Beim Spiegelschreiben hältst du dir sozusagen einen Spiegel vor Augen und schreibst über etwas aus deinem Leben. Das kann eine Erinnerung oder ein Erlebnis aus der Vergangenheit sein oder etwas, das dich momentan beschäftigt.
Darum geht es:
Kreatives Schreiben lebt von Phantasie und Fiktion, aber die Inspiration dafür kommt doch eigentlich fast immer aus dem wahren Leben. Du schreibst über etwas aus deinem Leben und findest darin ein Detail oder eine Begebenheit, hinter der sich eine fiktive Geschichte verbergen könnte.
So funktioniert es:
Es ist ziemlich einfach. Du stellst dir eine Frage und beantwortest sie schriftlich. Derzeit muss man nicht in die Vergangenheit reisen, um etwas Interessantes zu finden, über das es sich lohnt zu schreiben. Ich würde eine Frage aus dem Hier und Jetzt vorschlagen:
Was war in deinem Alltag vor zwei Wochen noch selbstverständlich? Was weißt du plötzlich zu schätzen? Was vermisst du?
Wenn du möchtest, kannst du dir einen Timer von 10 Minuten stellen oder du schreibst so lange, wie du Lust hast.
Ich habe über meinen monatlichen Stadtbesuch geschrieben:
Ich vermisse es, hin und wieder den Wald zu verlassen und die Stadt zu besuchen. Vor Corona war Soziale Distanz kein Begriff für mich, aber nun muss ich im Rückblick sagen, dass Soziale Distanz seit zwei Jahren quasi Teil meines Lebens ist. Ich bin es gewöhnt, alleine zu sein und auch mal tagelang keine andere Person als meinen Freund zu sehen.
Ich kann nicht mal eben in die Stadt fahren, um einen Kaffee zu trinken oder die Packung Milch zu kaufen, die wir bei unserem wöchentlichen Einkauf zu wenig gekauft haben. Ich kann nicht mal eben unter Menschen gehen, wenn mir danach ist. Ich kann auch kein Take-Away kaufen und es gibt keinen Lieferservice, der uns hier draußen beliefern würde.

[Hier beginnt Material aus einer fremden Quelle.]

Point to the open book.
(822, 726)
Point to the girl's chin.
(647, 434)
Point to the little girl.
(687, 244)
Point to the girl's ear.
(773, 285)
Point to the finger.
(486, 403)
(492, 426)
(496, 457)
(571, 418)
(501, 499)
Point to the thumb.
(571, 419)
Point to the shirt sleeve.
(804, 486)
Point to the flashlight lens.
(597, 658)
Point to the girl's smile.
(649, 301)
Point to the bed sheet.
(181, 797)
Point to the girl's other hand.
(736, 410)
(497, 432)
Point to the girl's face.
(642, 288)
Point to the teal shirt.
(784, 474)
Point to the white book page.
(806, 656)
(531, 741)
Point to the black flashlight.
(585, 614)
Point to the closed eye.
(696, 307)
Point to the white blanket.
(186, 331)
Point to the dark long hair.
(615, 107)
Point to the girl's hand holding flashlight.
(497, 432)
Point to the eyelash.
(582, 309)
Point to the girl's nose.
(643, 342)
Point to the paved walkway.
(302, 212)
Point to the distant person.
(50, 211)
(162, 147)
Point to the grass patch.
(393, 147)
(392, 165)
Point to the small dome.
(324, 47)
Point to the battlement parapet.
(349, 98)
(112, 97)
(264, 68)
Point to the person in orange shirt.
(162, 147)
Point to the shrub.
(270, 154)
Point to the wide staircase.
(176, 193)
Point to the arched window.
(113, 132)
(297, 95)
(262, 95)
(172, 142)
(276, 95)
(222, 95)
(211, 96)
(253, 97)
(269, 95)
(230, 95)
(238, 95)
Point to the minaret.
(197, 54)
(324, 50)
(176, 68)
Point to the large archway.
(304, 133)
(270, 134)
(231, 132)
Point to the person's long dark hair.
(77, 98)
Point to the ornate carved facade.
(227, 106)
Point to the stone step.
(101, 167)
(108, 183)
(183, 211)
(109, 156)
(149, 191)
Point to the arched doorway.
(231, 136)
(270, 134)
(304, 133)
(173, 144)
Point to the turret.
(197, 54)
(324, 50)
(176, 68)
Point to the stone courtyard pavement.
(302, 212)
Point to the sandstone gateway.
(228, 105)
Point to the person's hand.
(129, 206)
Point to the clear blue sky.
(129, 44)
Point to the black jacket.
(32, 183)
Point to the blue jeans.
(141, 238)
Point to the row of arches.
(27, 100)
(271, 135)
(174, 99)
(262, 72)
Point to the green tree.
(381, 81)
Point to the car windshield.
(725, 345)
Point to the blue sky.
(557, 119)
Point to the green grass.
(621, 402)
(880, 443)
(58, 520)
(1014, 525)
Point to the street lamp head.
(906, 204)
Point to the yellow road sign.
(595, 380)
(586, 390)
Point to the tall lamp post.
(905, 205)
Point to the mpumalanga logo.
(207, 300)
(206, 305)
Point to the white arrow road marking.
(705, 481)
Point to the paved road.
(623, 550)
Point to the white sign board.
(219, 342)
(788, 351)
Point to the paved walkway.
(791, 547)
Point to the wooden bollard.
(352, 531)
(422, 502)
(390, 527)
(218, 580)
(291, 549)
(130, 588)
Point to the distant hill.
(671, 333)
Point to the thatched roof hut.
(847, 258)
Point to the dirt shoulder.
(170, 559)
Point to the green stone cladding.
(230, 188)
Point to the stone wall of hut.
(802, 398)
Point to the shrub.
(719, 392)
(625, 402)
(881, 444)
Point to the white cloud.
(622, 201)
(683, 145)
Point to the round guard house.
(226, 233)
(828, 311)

Meistens macht mir das alles nichts aus. Aber in regelmäßigen Abständen bekomme ich Heimweh nach der Stadt und danach, unter Menschen zu sein. Dann würde ich nichts lieber tun, als durch die belebten Straßen einer Innenstadt oder auch eines Wohnviertels zu spazieren und mich zu vergewissern, dass ich nicht alleine auf der Welt bin und ein bisschen Lebendigkeit zu atmen.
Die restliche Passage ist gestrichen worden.